From Chris Mullen at Goldseek...
Before the markets opened in the US Friday morning the Federal Reserve took action, cutting the discount rate. This is the rate at which banks can borrow from the Fed, rather than from each other – and not the broader lending market Fed Funds – and it was cut from 6.25% to 5.75%. Institutions can also now borrow longer at 30 days instead of just overnight.
"Indiscriminate irrational illiquidity" is how Rick Santelli put it on CNBC to describe recent market actions, and the Fed’s action Friday certainly seemed to help put an end to that, as assets like gold and other commodities that were irrationally sold on Thursday rebounded.
Overall investors were happy to see that Bernanke and the Fed are watching the markets and are willing to act if necessary. There were however some very unhappy people who were short the market, what with it being options expiration day, and they were obviously hurt as the Fed’s action inspired the Dow to shoot over 300 points higher at the open.
Spot Gold Prices added over $10 to Friday's early gains in New York after the Fed’s announcement, paring into the close, but the Gold Market still closed higher by 1.28%. Silver followed a similar pattern and gained 2.89%.
The Euro Price of Gold roes above €486, platinum lost $2 to $1,225, palladium lost $4 to $327, and copper gained nearly 2 cents to about $3.19.
Gold and silver equities rose over 4% at the open before they halved their gains by about an hour into trade. They then held near that level for the rest of trade and closed with over 2% gains.

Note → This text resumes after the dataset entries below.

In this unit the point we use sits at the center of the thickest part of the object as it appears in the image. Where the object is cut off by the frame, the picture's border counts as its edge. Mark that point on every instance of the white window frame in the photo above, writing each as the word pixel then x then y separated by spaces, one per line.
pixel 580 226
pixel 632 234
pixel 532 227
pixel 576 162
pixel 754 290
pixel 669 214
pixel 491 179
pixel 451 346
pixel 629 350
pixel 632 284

The Fed’s statement today said:
"Financial market conditions have deteriorated, and tighter credit conditions and increased uncertainty have the potential to restrain economic growth going forward. In these circumstances, although recent data suggest that the economy has continued to expand at a moderate pace, the Federal Open Market Committee judges that the downside risks to growth have increased appreciably. The Committee is monitoring the situation and is prepared to act as needed to mitigate the adverse effects on the economy arising from the disruptions in financial markets."

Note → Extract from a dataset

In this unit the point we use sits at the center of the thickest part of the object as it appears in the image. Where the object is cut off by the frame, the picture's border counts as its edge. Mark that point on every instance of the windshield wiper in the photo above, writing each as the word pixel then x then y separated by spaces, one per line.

On the data front, next week’s economic highlights include Leading Economic Indicators on Monday, Initial Jobless Claims on Thursday, and Durable Goods Orders and New Home Sales on Friday.
Oil rose as the Fed cut the discount rate and eased economic worries; a fire at a refinery raised production concerns; and Hurricane Dean strengthened while a new forecast called for it to go through the Yucatan peninsula and head to the Western Gulf where refinery operations and energy infrastructure is present and could be damaged.

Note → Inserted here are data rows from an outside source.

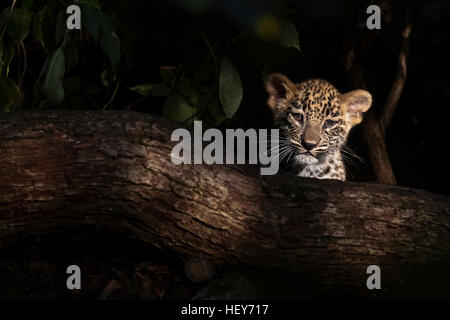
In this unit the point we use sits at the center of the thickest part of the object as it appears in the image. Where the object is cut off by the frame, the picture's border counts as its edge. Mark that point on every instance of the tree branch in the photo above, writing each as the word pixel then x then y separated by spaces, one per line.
pixel 62 171
pixel 400 77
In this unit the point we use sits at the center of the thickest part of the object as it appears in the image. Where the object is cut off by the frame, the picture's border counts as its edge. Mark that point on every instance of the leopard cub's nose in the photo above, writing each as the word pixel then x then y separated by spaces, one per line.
pixel 308 145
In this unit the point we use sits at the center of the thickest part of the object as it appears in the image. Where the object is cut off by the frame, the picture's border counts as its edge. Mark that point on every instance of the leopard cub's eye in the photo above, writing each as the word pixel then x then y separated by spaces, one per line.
pixel 298 117
pixel 329 124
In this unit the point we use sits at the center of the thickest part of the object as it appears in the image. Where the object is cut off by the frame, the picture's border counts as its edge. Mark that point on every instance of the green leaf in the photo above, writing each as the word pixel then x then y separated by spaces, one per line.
pixel 151 89
pixel 108 39
pixel 230 88
pixel 19 23
pixel 61 27
pixel 92 3
pixel 176 108
pixel 101 29
pixel 27 4
pixel 53 85
pixel 44 26
pixel 167 73
pixel 10 94
pixel 288 35
pixel 216 112
pixel 71 56
pixel 8 53
pixel 90 21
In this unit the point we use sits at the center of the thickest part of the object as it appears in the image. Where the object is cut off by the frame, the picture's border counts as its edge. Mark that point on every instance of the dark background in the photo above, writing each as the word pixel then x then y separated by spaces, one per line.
pixel 183 38
pixel 176 33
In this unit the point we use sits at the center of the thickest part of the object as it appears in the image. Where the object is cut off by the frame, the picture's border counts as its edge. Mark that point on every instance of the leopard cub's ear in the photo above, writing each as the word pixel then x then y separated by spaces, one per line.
pixel 279 88
pixel 355 103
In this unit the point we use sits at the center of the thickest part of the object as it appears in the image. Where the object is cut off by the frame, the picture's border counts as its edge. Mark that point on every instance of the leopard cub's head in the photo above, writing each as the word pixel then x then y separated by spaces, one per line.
pixel 314 118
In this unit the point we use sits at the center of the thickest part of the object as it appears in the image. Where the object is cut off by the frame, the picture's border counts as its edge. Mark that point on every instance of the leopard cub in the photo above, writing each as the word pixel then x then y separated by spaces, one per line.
pixel 314 119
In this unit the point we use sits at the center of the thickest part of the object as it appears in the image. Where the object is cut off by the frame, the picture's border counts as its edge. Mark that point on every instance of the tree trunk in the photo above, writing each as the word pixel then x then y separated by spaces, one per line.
pixel 64 170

The US Dollar index fell as the Fed stepped in, a step towards cutting the Fed Funds rate. That would certainly reduce the appeal of the Dollar as an investment relative to other world currencies and other assets in general, including Physical Gold Bullion.
US Treasury bonds fell as the Fed took action to calm the stock market. This also caused a steeper yield curve, meaning that long term rates rose more than short term rates.
The Dow, Nasdaq, and S&P rocketed higher at the open on short covering, but these impressive opening gains were roughly cut in half not long into trade and the three indices held at about that level with over 1% gains until the last hour of trade when they rose back near their early highs and closed with roughly 2% gains.
In the Gold Market, says Julian Phillips of GoldForecaster.com:
"The bullion price fell, not because of lacking investment, but because of problems with investors. The gold price then recovered because the Indian market loves a bargain.
"Looking around at all the wounded in so many markets across the globe, with more financial tsunamis to come for sure before the end of the year, one has to be impressed by the resilience of gold this week.
"We realize that the credit squeeze is not short-term, and we believe that today’s short-term move of dropping rates could easily become longer-term, as the unfortunate US consumer, the mainstay of the growth of the last few years, staggers with all this weight on him.
"For sure high levels of volatility are here to stay, with gold seemingly experiencing low volatility now."